Sub-queries in SQL - Direct your sandwich-related questions elsewhere

If you want to learn how to write sub-queries in SQL, I'd recommend having a firm grasp on the basics first. You should always build on a solid foundation! I know nothing about construction but I think is universally legitimate. If you'd like to work on your foundations, I've written a blog on the basics that takes you through the different types of clause and when/why you might use each one. Now that we're up to the same speed, let's explore what sub-queries are and how to write them with a few examples.

What is a sub-query?

A sub-query, as the name suggests, is a query within a query. It's kind of like you're trying to solve a puzzle in SQL and you've got most of the pieces but you're missing one to help you complete the picture, so you need to create your own new piece and finish the puzzle. I hope that analogy doesn't only make sense in my head. Essentially, you use a sub-query when the value(s) you're looking to use in a query can't be automatically called within your dataset. You use the same format for a sub-query as you do for a main query, just inside brackets to keep it all neatly nested together.

Types of sub-query

There are a variety of types of sub-query with groupings by dependency, result and location of sub-query.

Results

Results are the simplest groupings and they categorise the sub-query based on what they're outputting. You can have a scalar sub-query which returns one single value (1 row x 1 column), a row sub-query which returns a list of multiple values (multi row x 1 column) and a table sub-query which returns a matrix of values (multi row x multi column).

Location

Location are the next simplest groupings I would say. They categorise the sub-query based on where they are being used in the main query. There are 4 key locations where a sub-query can be used and these are in the SELECT, FROM, JOIN and WHERE clauses. Where they are used depends on where the temporary information is needed. This might often overlap so you could use the sub-query in a slightly different format in various clauses. In these cases, I would recommend choosing the place that makes the most sense to you. You might also want to use the sub-query in multiple places. For example, if you're filtering by avg. product count in the WHERE clause, you might also want to show what the avg. product count is using the SELECT clause. Here's a breakdown of using a sub-query in each clause:

For a SELECT clause, you'll likely be needing a temporary value for a further calculation in the main query or taking the value from an unrelated table. Importantly, the output of the sub-query in this instance must be scalar as only a single value can be output and used in the main query if executed in the SELECT clause.
For a FROM clause, you'll likely need to create a new column in the temporary table which is then used for a further calculation in the main query.
For a JOIN clause, you'll likely need to create a new column in the temporary table which can be executed prior to the join and then used in conjunction with another table in the main query.
For a WHERE clause, you'll be looking to filter your data based on more complex logic than one simple hard-coded value. This might be with a mathematical operator (e.g. >, =) where a scalar sub-query is required as it's not possible to compare to multiple values. You can also use a logical operator (e.g. IN, ANY) with any type of resulting sub-query, to filter the main query based on the comparison values from the sub-query.

Dependency

Dependency of sub-queries is the trickiest grouping in my opinion to get your head around. A non-correlated sub-query is your standard sub-query. These are the straightforward sub-queries which act separately to your main query. In terms of what's going on beneath the hood, a non-correlated sub-query is performed to completion before the main query is performed. Meanwhile, a correlated sub-query is a little more complex because it is reliant on what's being parsed from the main query. Thus, the sub-query occurs in row-by-row iterations in alignment with the main query rather than completing prior to the main query. It's sort of like the main query filters what happens in the sub-query. For example, a sub-query returning the totals orders value in a table to each row (with the same overall value) would be a non-correlated sub-query because it isn't specifically associated with the main query. However, a sub-query returning the total order value per customer in a table to each row (with an individual value per customer) would be a correlated sub-query because it's based on what is being input by the main query.

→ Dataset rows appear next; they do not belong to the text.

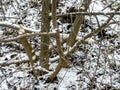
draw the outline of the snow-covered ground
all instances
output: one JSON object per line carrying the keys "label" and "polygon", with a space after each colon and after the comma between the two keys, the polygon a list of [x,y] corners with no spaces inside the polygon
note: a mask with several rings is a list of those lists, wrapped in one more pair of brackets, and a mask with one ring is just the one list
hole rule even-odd
{"label": "snow-covered ground", "polygon": [[[16,25],[22,18],[23,25],[27,27],[28,30],[30,28],[31,31],[36,30],[35,32],[39,32],[39,12],[41,11],[41,6],[35,6],[35,3],[31,3],[30,0],[16,1],[2,1],[2,3],[7,3],[7,5],[3,4],[2,7],[4,8],[4,13],[2,9],[0,9],[0,15],[5,14],[6,17],[14,16],[16,18],[0,18],[0,23],[5,22],[6,24]],[[58,12],[61,11],[61,13],[65,13],[67,7],[76,7],[78,9],[81,4],[80,1],[82,0],[60,1],[61,4],[58,8]],[[105,1],[107,1],[107,4]],[[108,4],[115,2],[114,5],[120,5],[119,0],[105,1],[92,0],[92,4],[88,11],[110,12],[114,10],[108,8],[104,9]],[[113,6],[113,8],[116,7]],[[107,17],[103,15],[97,16],[97,18],[100,25],[107,20]],[[94,29],[99,26],[95,16],[86,16],[86,19],[89,20],[88,23]],[[119,21],[120,15],[116,15],[114,20]],[[67,25],[68,23],[59,25],[60,32],[62,32],[61,37],[65,38],[68,36]],[[19,26],[16,25],[16,27]],[[87,28],[87,30],[87,32],[80,31],[77,38],[81,38],[91,32],[90,28]],[[120,24],[113,24],[108,27],[107,30],[109,30],[107,33],[111,35],[116,34],[120,31]],[[52,29],[52,24],[51,31],[54,31],[54,29]],[[17,36],[16,33],[17,31],[14,29],[3,28],[0,26],[0,38]],[[89,90],[91,86],[93,87],[93,90],[120,90],[120,49],[114,48],[120,44],[120,37],[110,40],[104,39],[102,41],[98,40],[97,36],[92,38],[95,39],[95,43],[80,45],[78,50],[73,53],[70,58],[70,67],[63,68],[57,75],[57,79],[54,83],[45,83],[45,80],[52,71],[49,71],[46,75],[39,76],[38,80],[35,80],[28,63],[1,66],[1,63],[3,62],[27,60],[28,57],[19,41],[7,43],[0,42],[0,90]],[[39,52],[39,42],[39,37],[31,38],[30,40],[36,53]],[[57,64],[57,62],[52,63],[50,66],[51,70],[54,70]]]}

Credited to Data with Baraa Youtube channel

It's good to gain an understanding of the types of sub-query available to you but don't be too worried if it's all seeming a little confusing right now. The best way to understand sub-queries as a whole in my opinion is by working through some, so let's do that with a few examples.

Examples of sub-queries

Just before we start going through examples, I think it's important to clarify how sub-queries are written. The most important thing to know is that sub-queries are always encapsulated in brackets. You can label your sub-query with an alias and this is optional in most cases but be sure to check that it is on your system, otherwise you might be confused about why all of your queries are erroring. All non-correlated sub-queries can be run on their own so that you can check they're working whilst correlated sub-queries are dependent on the main query (although you can find your way around this to test them at least by equalling your sub-query value to a known value in the main query). Lastly, when writing a sub-query, I think it's easiest to write the sub-query part first but that's truly subjective. I think it's easiest to start from the finest details and then work outwards but do what makes sense to you as long as you're writing in sections and not mixing and matching your main query with your sub-query.

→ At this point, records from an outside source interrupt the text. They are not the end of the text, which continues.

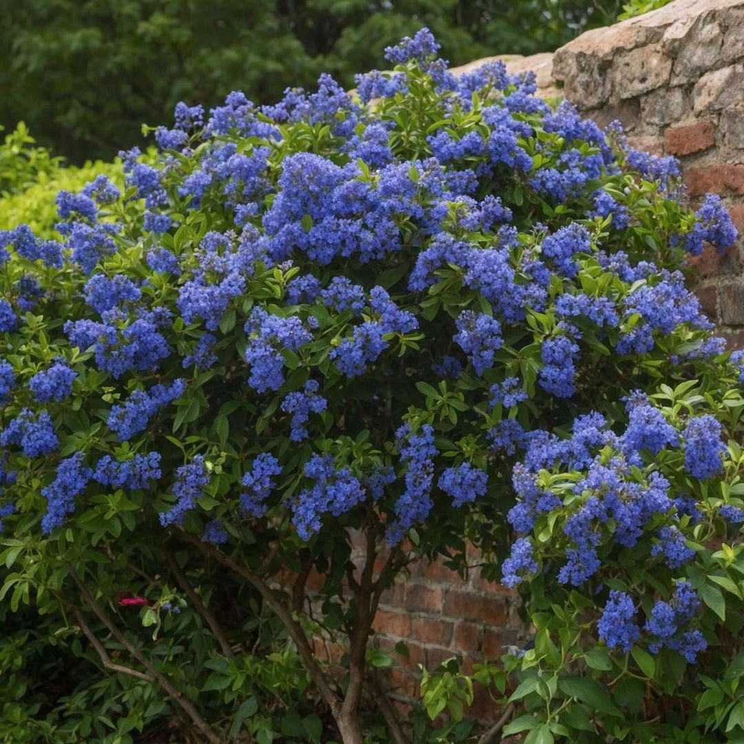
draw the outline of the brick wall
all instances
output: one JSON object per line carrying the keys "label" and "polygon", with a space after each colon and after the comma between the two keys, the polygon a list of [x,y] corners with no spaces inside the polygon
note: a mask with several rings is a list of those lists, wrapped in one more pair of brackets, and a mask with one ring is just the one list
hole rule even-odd
{"label": "brick wall", "polygon": [[[678,157],[693,204],[705,192],[720,194],[744,233],[744,0],[676,0],[588,31],[552,55],[501,58],[511,72],[534,70],[541,95],[563,94],[602,125],[619,119],[634,147]],[[703,307],[738,346],[744,346],[742,249],[740,240],[723,256],[709,248],[694,260]],[[477,569],[464,582],[439,564],[402,579],[376,623],[381,647],[393,652],[404,641],[410,650],[391,674],[394,691],[402,698],[416,693],[420,664],[432,669],[460,654],[469,669],[497,659],[504,645],[522,645],[529,629],[516,609],[514,595],[482,581]],[[484,696],[471,712],[487,718],[493,708]]]}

For reference, I'm writing these sub-queries in Snowflake SQL so there might be a few minor differences in syntax if you're using a different flavour of SQL but the basic structure of the sub-query will remain the same. I'm using a superstore dataset too. I have bolded the sub-query section of the code in each example for ease of understanding.

A WHERE sub-query (mathematical operator)

In the example below, I want to return all orders where the values of sales is higher than that of the specified order ID. To be able to achieve this, I need to first calculate the number of sales for the specified order ID (as you see in the sub-query), and then I can insert that value into my where statement. In this instance, my sub-query is scalar which is important if it is being used in a WHERE clause with a mathematical operator.

SELECT
order_id
FROM orders
WHERE sales > (SELECT sales
FROM orders
where order_id = 'US-2022-103800')

A WHERE sub-query (logical operator)

In the example below, I want to return all of the orders which were sent to cities in the same states as Houston and Philadelphia. As it's not best practice to hard code things and as we're learning to sub-query, I've used the sub-query to find out which states Houston and Philadelphia are in and filtered the orders to have the same state. In this instance, a row sub-query is in use as there are multiple rows for the state column.

SELECT
order_id
,city
FROM orders
WHERE state IN (SELECT state
FROM orders
where city = 'Houston' OR city = 'Philadelphia');

A SELECT sub-query

So far, we've only used sub-queries to filter in WHERE clauses. Now we can take a look at how to use sub-queries for calculations within a SELECT clause. This is very similar to the sub-querying we've done before, just in a different place essentially.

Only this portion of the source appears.